E’ diritto di ogni cittadino europeo richiedere all’autorità di controllo di uno Stato membro la verifica dell’adeguatezza del trattamento dei propri dati personali trasferiti all’estero.
E’ quanto si desume dalla sentenza del 6 ottobre 2015, pronunciata dalla Corte di giustizia europea relativamente alla causa n. C-362/14 in materia di protezione e trattamento dei dati personali e libera circolazione dei medesimi, e con cui è stata dichiarata l’invalidità della decisione della Commissione europea n. 2000/520 sulla base della quale il livello di protezione offerto dall'accordo commerciale Usa-Ue “Safe Harbour”, relativo al trasferimento di dati personali dal territorio europeo agli Stati Uniti, era stato ritenuto “adeguato”.

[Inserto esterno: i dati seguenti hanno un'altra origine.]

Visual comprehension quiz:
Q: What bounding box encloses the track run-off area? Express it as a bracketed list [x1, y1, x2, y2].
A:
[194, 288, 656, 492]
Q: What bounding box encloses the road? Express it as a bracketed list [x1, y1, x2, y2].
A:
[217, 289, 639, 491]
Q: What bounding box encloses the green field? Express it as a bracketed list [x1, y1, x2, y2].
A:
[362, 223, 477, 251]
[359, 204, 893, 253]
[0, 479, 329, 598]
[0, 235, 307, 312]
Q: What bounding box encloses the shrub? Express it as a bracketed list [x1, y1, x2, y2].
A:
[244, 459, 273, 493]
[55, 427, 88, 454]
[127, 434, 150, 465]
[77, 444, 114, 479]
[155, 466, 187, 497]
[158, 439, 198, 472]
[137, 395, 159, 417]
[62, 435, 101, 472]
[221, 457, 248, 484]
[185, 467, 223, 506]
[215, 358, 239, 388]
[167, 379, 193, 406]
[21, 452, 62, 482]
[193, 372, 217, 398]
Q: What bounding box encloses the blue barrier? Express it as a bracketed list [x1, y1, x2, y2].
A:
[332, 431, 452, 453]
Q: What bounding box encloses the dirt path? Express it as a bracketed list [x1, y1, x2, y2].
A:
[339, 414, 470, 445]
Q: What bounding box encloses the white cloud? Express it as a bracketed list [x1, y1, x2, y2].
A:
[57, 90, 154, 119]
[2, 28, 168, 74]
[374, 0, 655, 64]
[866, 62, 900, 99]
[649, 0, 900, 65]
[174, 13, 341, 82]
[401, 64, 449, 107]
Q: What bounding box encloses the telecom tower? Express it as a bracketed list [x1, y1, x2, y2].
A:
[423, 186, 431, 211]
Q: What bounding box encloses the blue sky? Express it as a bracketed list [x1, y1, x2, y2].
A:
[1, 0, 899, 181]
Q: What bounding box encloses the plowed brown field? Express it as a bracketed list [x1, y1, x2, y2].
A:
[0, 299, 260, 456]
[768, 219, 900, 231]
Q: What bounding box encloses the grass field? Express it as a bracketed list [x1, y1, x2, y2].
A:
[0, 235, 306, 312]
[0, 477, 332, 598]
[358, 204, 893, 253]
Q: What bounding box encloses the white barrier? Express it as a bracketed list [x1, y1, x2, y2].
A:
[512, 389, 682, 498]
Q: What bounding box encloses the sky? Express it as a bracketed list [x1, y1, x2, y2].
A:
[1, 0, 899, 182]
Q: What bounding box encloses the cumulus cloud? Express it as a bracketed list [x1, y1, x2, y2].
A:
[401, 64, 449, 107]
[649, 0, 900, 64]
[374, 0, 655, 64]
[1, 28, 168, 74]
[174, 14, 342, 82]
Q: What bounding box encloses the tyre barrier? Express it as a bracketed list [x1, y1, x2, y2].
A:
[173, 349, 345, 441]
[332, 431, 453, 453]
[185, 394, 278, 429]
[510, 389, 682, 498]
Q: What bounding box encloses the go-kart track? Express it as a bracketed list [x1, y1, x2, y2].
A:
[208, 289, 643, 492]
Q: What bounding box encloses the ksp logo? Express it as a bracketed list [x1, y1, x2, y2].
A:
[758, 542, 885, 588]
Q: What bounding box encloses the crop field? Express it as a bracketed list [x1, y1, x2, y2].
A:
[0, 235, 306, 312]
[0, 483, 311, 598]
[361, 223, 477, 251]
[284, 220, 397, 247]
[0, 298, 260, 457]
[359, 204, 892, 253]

Per la Corte Ue, in particolare, l’articolo 25, paragrafo 6 della direttiva 95/46/CE sul trattamento dei dati personali, letto alla luce degli articoli 7,8 3 47 della Carta dei diritti fondamentali dell'unione, deve essere interpretato nel senso che una decisione adottata a titolo di questa disposizione, come la decisione 2000/520/CE, non può essere di ostacolo a che un’autorità di controllo di uno Stato membro esamini la domanda di un cittadino relativa alla protezione dei suoi diritti e libertà rispetto al trattamento dei dati personali che sono stati trasferiti da uno Stato membro verso un paese terzo, qualora il ricorrente voglia contestare che il diritto e le prassi in vigore presso quest’ultimo non assicurino un livello di protezione adeguato.